The Reverend Christie Bayle’s face was covered with dew, and he longed to beat a retreat from the presence of the pleasant-faced elderly lady; to make that retreat a rout, as he met the large, earnest grey eyes of “my daughter Millicent,” and saw as if through a mist that she was fair to see – how fair in his agitation he could not tell; and lastly, to rally and form a stubborn front, as he bowed to the handsome, supercilious man, well-dressed, perfectly at his ease, and evidently enjoying the parson’s confusion.
“We are very glad you have come to see us, Mr Bayle,” said the elderly lady, smiling, and shaking hands warmly. “Of course we knew you soon would. And so you’ve been helping Dr Luttrell.”
“The doctor!” thought the visitor with a mental groan; “and I took him for the gardener!”
Volume One – Chapter Two.
Some Introductions and a Little Music
The reception had been so simple and homely, that, once having secured his coat and donned it, the doctor’s volunteer assistant felt more at his ease. His disposition to retreat passed off, and, in despite of all refusal, he was almost compelled to enter the house, Mrs Luttrell taking possession of him to chat rather volubly about King’s Castor and the old vicar, while from time to time a few words passed with Millicent, at whom the visitor gazed almost in wonder.
She was so different from the provincial young lady he had set up in his own mind as a type. Calm, almost grave in its aspect, her face was remarkable for its sweet, self-contained look of intelligence, and the new curate had not been many minutes in her society before he was aware that he was conversing with a woman as highly cultivated as she was beautiful.
Her sweet, rich voice absolutely thrilled, while her quiet self-possession sent a pang through him, as he felt how young, how awkward, and wanting in confidence he must seem in her eyes, which met his with a frank, friendly look that was endorsed during conversation, as she easily and pleasantly helped him out of two or three verbal bogs into which he had floundered.
After a walk through the garden, they had entered the house, where Mrs Luttrell had turned suddenly upon her visitor, to confuse him again by her sudden appeal.
“Did you ever see such a straw hat as that, Mr Bayle?”
“Oh, it’s an old favourite of papa’s, Mr Bayle,” interrupted Millicent, turning to smile at the elderly gentleman taking the dilapidated straw from his head to hang it upon one particular peg. “He would not enjoy the gardening so much without that.”

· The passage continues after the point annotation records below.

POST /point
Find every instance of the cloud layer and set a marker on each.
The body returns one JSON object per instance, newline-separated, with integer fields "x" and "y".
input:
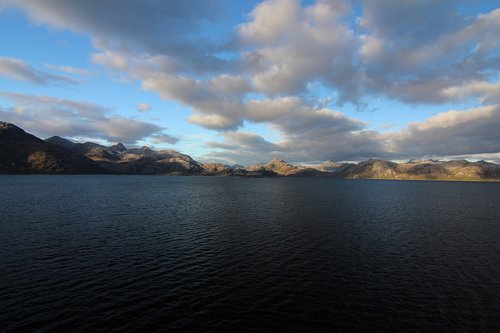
{"x": 275, "y": 67}
{"x": 46, "y": 116}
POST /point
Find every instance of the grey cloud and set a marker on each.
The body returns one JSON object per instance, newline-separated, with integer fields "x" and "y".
{"x": 46, "y": 116}
{"x": 306, "y": 134}
{"x": 299, "y": 45}
{"x": 471, "y": 131}
{"x": 243, "y": 148}
{"x": 321, "y": 134}
{"x": 17, "y": 69}
{"x": 417, "y": 63}
{"x": 164, "y": 138}
{"x": 69, "y": 69}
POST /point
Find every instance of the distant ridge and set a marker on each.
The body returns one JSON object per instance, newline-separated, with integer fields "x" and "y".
{"x": 22, "y": 153}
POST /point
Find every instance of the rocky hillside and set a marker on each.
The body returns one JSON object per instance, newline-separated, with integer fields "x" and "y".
{"x": 21, "y": 152}
{"x": 421, "y": 170}
{"x": 119, "y": 159}
{"x": 277, "y": 167}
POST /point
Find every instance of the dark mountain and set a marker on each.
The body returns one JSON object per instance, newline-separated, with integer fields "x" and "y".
{"x": 422, "y": 169}
{"x": 21, "y": 152}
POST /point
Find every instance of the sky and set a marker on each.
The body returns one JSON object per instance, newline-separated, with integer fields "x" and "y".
{"x": 246, "y": 81}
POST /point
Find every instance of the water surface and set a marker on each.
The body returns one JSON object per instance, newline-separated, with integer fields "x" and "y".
{"x": 128, "y": 253}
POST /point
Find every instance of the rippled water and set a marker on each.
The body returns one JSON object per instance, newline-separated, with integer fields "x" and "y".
{"x": 128, "y": 253}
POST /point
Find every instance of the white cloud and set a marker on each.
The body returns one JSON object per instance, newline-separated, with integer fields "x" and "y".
{"x": 69, "y": 69}
{"x": 46, "y": 116}
{"x": 143, "y": 107}
{"x": 18, "y": 69}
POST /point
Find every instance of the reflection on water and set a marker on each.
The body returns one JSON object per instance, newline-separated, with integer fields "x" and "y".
{"x": 121, "y": 253}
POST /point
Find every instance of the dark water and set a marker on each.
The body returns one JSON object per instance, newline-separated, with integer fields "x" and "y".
{"x": 129, "y": 253}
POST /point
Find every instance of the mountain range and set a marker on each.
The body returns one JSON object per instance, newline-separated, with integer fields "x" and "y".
{"x": 23, "y": 153}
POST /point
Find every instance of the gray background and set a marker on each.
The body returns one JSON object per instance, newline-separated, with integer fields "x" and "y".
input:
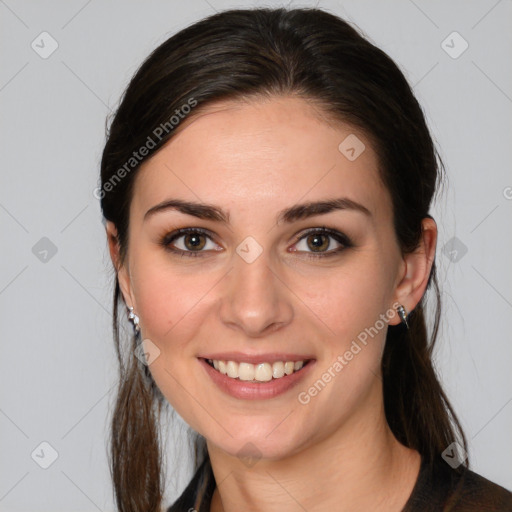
{"x": 57, "y": 369}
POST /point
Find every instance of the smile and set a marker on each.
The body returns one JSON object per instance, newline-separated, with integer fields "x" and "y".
{"x": 260, "y": 372}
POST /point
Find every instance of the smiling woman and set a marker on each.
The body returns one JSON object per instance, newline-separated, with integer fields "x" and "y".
{"x": 274, "y": 250}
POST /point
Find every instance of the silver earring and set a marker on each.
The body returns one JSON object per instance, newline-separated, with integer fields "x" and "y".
{"x": 402, "y": 313}
{"x": 133, "y": 318}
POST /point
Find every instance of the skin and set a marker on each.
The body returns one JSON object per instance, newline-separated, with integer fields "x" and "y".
{"x": 254, "y": 159}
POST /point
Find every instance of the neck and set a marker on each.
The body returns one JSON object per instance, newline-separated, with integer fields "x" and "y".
{"x": 361, "y": 466}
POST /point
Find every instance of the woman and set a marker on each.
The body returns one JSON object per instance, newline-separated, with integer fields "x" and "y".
{"x": 266, "y": 185}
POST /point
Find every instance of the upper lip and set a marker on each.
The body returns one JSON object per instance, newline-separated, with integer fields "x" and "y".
{"x": 239, "y": 357}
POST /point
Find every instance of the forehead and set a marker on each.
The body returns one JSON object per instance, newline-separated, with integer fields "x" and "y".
{"x": 263, "y": 155}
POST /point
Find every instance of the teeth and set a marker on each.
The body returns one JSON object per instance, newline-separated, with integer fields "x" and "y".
{"x": 261, "y": 372}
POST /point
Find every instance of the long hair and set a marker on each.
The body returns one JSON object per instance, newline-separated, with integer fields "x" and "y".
{"x": 263, "y": 53}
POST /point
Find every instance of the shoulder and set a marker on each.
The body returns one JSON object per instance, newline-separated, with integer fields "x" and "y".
{"x": 442, "y": 488}
{"x": 474, "y": 492}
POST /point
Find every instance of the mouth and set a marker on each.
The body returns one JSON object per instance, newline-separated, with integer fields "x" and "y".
{"x": 257, "y": 373}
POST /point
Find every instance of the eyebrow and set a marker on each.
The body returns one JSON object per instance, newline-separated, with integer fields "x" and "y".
{"x": 291, "y": 214}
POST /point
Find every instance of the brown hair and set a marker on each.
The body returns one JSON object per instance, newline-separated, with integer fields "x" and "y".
{"x": 317, "y": 56}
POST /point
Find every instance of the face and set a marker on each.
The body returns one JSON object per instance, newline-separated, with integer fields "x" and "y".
{"x": 259, "y": 279}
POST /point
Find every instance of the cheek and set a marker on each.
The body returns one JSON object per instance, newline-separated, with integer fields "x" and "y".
{"x": 345, "y": 302}
{"x": 168, "y": 302}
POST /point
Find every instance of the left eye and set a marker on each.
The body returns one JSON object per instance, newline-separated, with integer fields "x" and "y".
{"x": 322, "y": 242}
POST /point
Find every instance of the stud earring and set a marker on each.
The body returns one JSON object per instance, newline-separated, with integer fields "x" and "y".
{"x": 402, "y": 313}
{"x": 133, "y": 318}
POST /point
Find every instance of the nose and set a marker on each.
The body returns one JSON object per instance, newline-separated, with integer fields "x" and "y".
{"x": 255, "y": 301}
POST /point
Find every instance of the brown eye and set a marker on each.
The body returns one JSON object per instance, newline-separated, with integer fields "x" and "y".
{"x": 322, "y": 242}
{"x": 194, "y": 241}
{"x": 189, "y": 242}
{"x": 318, "y": 242}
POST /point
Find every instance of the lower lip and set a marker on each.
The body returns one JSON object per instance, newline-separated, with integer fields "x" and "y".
{"x": 247, "y": 390}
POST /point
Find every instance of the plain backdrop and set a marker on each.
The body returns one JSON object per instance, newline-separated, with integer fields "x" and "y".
{"x": 57, "y": 366}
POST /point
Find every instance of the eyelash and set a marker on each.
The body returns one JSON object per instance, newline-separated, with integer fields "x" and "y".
{"x": 341, "y": 238}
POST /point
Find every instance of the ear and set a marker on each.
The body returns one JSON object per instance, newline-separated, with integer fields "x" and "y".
{"x": 416, "y": 270}
{"x": 121, "y": 267}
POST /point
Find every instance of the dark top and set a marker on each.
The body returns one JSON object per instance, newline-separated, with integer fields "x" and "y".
{"x": 438, "y": 488}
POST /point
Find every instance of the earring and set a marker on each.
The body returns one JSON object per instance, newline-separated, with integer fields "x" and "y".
{"x": 402, "y": 313}
{"x": 133, "y": 318}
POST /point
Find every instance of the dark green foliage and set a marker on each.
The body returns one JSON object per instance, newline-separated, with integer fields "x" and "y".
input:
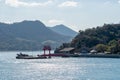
{"x": 28, "y": 35}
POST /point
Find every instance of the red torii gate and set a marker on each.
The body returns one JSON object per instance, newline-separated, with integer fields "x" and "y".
{"x": 47, "y": 48}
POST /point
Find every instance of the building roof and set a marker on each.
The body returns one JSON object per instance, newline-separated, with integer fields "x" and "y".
{"x": 67, "y": 49}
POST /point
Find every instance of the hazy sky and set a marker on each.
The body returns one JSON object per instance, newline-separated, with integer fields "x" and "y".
{"x": 77, "y": 14}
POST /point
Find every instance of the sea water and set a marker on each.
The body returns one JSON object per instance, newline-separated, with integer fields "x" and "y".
{"x": 57, "y": 68}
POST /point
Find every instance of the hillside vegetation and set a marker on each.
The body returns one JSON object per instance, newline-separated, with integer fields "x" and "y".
{"x": 28, "y": 35}
{"x": 105, "y": 38}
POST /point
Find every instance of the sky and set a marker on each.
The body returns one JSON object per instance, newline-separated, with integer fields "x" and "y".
{"x": 76, "y": 14}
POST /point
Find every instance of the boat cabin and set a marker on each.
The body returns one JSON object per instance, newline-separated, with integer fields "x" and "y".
{"x": 69, "y": 50}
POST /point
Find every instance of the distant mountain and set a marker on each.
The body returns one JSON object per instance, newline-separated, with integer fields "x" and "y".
{"x": 28, "y": 35}
{"x": 64, "y": 30}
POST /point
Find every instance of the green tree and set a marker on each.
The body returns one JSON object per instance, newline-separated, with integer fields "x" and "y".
{"x": 101, "y": 47}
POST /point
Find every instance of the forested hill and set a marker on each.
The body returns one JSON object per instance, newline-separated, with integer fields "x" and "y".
{"x": 64, "y": 30}
{"x": 28, "y": 35}
{"x": 105, "y": 38}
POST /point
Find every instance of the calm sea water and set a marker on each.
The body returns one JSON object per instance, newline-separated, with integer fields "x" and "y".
{"x": 58, "y": 68}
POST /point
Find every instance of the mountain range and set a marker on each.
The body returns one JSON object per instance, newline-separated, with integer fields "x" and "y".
{"x": 29, "y": 35}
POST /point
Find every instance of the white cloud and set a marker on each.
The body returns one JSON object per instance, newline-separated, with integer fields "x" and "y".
{"x": 18, "y": 3}
{"x": 55, "y": 21}
{"x": 69, "y": 4}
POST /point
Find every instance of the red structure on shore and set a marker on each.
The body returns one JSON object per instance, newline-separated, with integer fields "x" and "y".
{"x": 47, "y": 48}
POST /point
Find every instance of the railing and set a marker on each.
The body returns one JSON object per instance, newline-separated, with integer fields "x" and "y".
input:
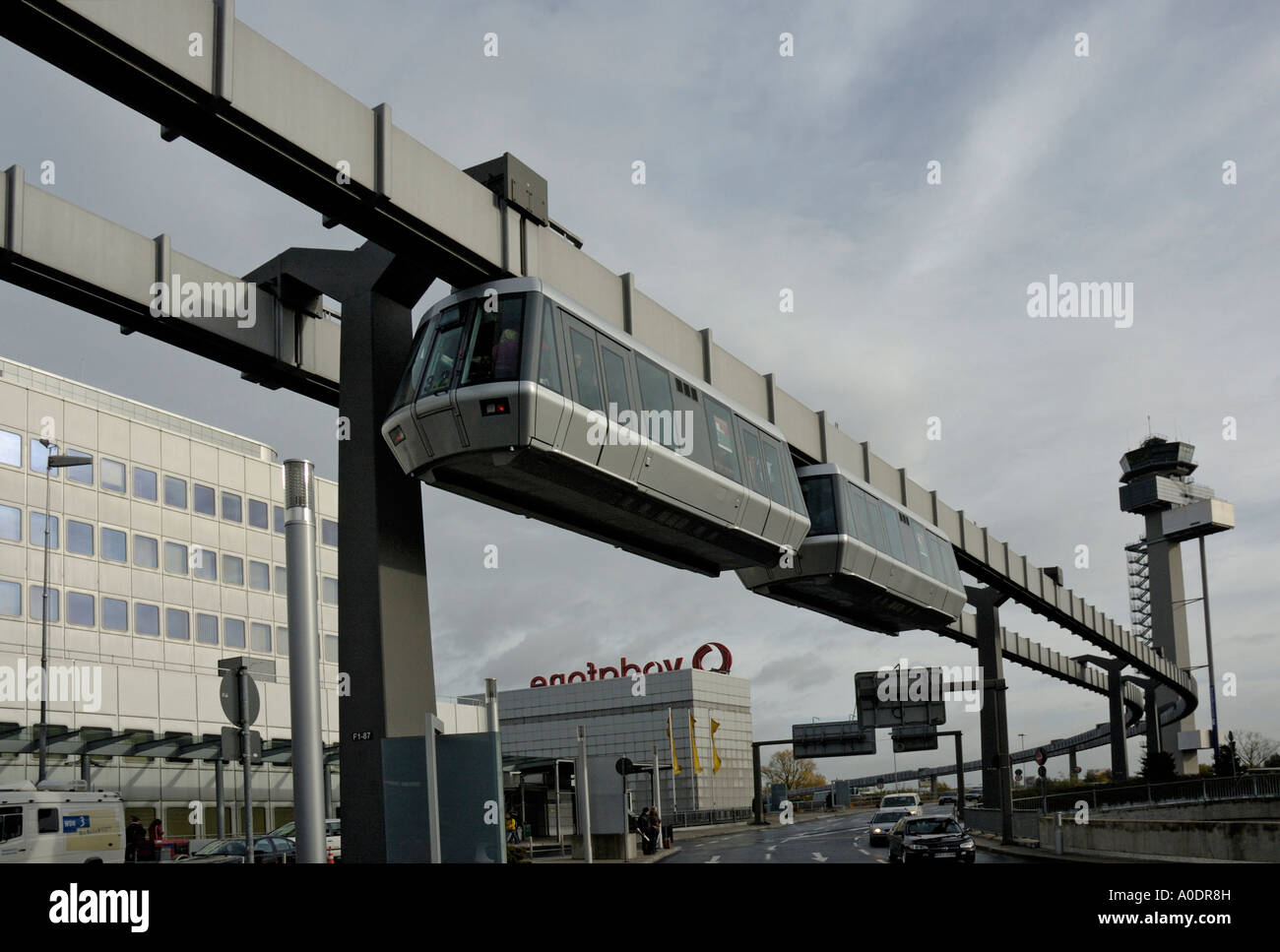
{"x": 1131, "y": 793}
{"x": 709, "y": 818}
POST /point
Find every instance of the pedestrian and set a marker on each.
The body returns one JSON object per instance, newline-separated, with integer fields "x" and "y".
{"x": 133, "y": 835}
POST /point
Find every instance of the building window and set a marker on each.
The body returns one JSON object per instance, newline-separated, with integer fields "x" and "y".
{"x": 146, "y": 551}
{"x": 36, "y": 601}
{"x": 11, "y": 599}
{"x": 203, "y": 500}
{"x": 114, "y": 545}
{"x": 177, "y": 624}
{"x": 37, "y": 530}
{"x": 80, "y": 608}
{"x": 205, "y": 562}
{"x": 113, "y": 475}
{"x": 11, "y": 448}
{"x": 175, "y": 558}
{"x": 144, "y": 483}
{"x": 233, "y": 570}
{"x": 175, "y": 491}
{"x": 233, "y": 632}
{"x": 206, "y": 630}
{"x": 38, "y": 458}
{"x": 146, "y": 618}
{"x": 259, "y": 576}
{"x": 84, "y": 473}
{"x": 115, "y": 614}
{"x": 11, "y": 524}
{"x": 80, "y": 538}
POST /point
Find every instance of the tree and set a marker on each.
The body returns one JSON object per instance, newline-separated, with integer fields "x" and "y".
{"x": 1159, "y": 767}
{"x": 797, "y": 774}
{"x": 1253, "y": 748}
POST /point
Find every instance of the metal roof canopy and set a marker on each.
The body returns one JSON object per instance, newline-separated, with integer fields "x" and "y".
{"x": 260, "y": 109}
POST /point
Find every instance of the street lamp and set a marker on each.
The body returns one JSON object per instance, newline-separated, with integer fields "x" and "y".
{"x": 51, "y": 462}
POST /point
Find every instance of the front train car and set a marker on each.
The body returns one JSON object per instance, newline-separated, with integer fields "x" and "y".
{"x": 517, "y": 397}
{"x": 866, "y": 560}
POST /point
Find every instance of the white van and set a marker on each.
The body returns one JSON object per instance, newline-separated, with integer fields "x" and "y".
{"x": 60, "y": 823}
{"x": 903, "y": 801}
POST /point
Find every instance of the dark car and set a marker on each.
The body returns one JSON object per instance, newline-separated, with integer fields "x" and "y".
{"x": 265, "y": 850}
{"x": 929, "y": 838}
{"x": 881, "y": 825}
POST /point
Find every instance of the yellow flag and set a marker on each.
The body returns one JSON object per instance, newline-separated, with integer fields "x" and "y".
{"x": 692, "y": 743}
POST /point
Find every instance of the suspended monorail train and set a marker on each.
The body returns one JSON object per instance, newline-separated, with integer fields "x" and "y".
{"x": 517, "y": 397}
{"x": 866, "y": 559}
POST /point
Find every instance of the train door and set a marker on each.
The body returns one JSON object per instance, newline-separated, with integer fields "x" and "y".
{"x": 621, "y": 451}
{"x": 551, "y": 402}
{"x": 584, "y": 370}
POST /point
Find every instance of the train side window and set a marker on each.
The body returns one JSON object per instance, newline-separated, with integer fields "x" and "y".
{"x": 820, "y": 504}
{"x": 656, "y": 401}
{"x": 926, "y": 562}
{"x": 548, "y": 355}
{"x": 905, "y": 529}
{"x": 587, "y": 374}
{"x": 495, "y": 342}
{"x": 614, "y": 376}
{"x": 862, "y": 520}
{"x": 724, "y": 445}
{"x": 751, "y": 457}
{"x": 11, "y": 823}
{"x": 888, "y": 516}
{"x": 443, "y": 352}
{"x": 773, "y": 471}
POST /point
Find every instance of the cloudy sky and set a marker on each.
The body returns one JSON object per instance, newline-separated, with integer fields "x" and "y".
{"x": 804, "y": 171}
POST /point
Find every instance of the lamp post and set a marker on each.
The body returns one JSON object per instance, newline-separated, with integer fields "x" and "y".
{"x": 51, "y": 462}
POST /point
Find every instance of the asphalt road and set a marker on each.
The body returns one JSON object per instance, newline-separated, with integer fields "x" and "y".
{"x": 840, "y": 838}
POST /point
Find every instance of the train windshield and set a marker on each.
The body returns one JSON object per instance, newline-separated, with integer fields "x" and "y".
{"x": 820, "y": 503}
{"x": 494, "y": 350}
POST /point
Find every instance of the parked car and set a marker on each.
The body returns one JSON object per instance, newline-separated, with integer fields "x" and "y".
{"x": 907, "y": 801}
{"x": 332, "y": 836}
{"x": 265, "y": 850}
{"x": 929, "y": 838}
{"x": 881, "y": 825}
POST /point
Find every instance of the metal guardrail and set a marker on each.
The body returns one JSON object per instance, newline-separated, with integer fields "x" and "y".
{"x": 709, "y": 818}
{"x": 1195, "y": 790}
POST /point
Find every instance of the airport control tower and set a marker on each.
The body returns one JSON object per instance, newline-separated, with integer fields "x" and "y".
{"x": 1156, "y": 485}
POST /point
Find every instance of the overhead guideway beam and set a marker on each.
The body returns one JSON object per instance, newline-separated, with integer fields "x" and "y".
{"x": 263, "y": 110}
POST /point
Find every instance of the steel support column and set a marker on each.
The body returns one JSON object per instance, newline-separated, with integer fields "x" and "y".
{"x": 996, "y": 776}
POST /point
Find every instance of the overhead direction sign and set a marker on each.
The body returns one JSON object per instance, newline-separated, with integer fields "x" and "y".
{"x": 831, "y": 738}
{"x": 900, "y": 696}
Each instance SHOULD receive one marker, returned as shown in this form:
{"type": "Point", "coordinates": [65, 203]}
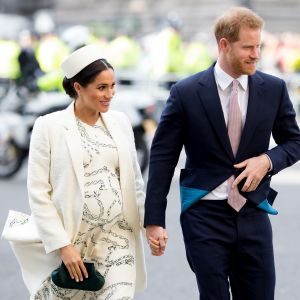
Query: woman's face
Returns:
{"type": "Point", "coordinates": [97, 95]}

The tall handsome man left at the end of a few minutes. Business was his excuse. He had met the ladies, and just walked down with them, he told the doctor.
“But you’ll come in to-night, Mr Hallam? We shall expect you,” said Mrs Luttrell warmly.
“Oh, of course!” said Millicent, as Mr Hallam, from the bank, involuntarily turned to her; and her manner was warm but not conscious.
“I shall be here,” he said quietly; and after a quiet friendly leave-taking, Christie Bayle felt relieved, and as if he could be a little more at his ease.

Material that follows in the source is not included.